Previously we reported that the
src and
β-catenin signatures were associated with poor outcome in advanced serous ovarian cancers (
15), and that the
src pathway was particularly predictive of poor survival in patients who had an incomplete response to primary platinum-based chemotherapy (
16). In addition, our group (
15) and others (
27) have shown that signatures of
src pathway activation are predictive of response to biological therapies directed at this pathway. In the present study, both the
src and
β-catenin pathway signatures were more highly expressed in advanced stage ovarian cancers that were short-term survivors relative to more favorable subgroups. This provides further evidence of the more virulent biology underlying ovarian cancers with high expression of these pathways. The mean pI3k pathway expression, but not AKT or p63, was also higher in invasive cancers than in borderline tumors.

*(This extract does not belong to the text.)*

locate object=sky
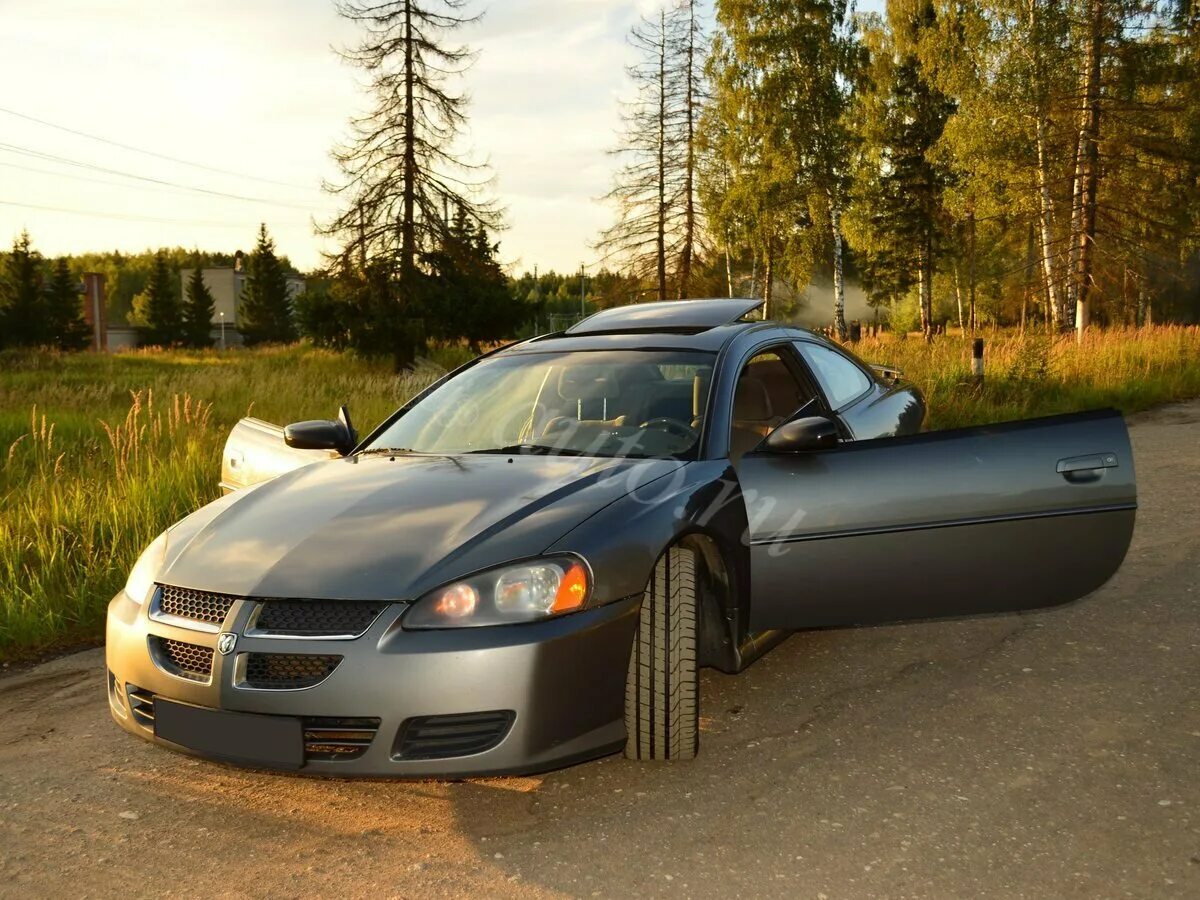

In summary, both the model for long versus short survival in advanced ovarian cancer and the oncogenic pathway signatures suggest that the early and advanced stage serous ovarian cancers are fundamentally different at a biological level. These data suggest that the excellent clinical outcome of early stage cases is not attributable to fortuitous diagnosis prior to metastatic dissemination. Rather clinically detectable early stage cancers are diagnosed before they spread because they are inherently less virulent.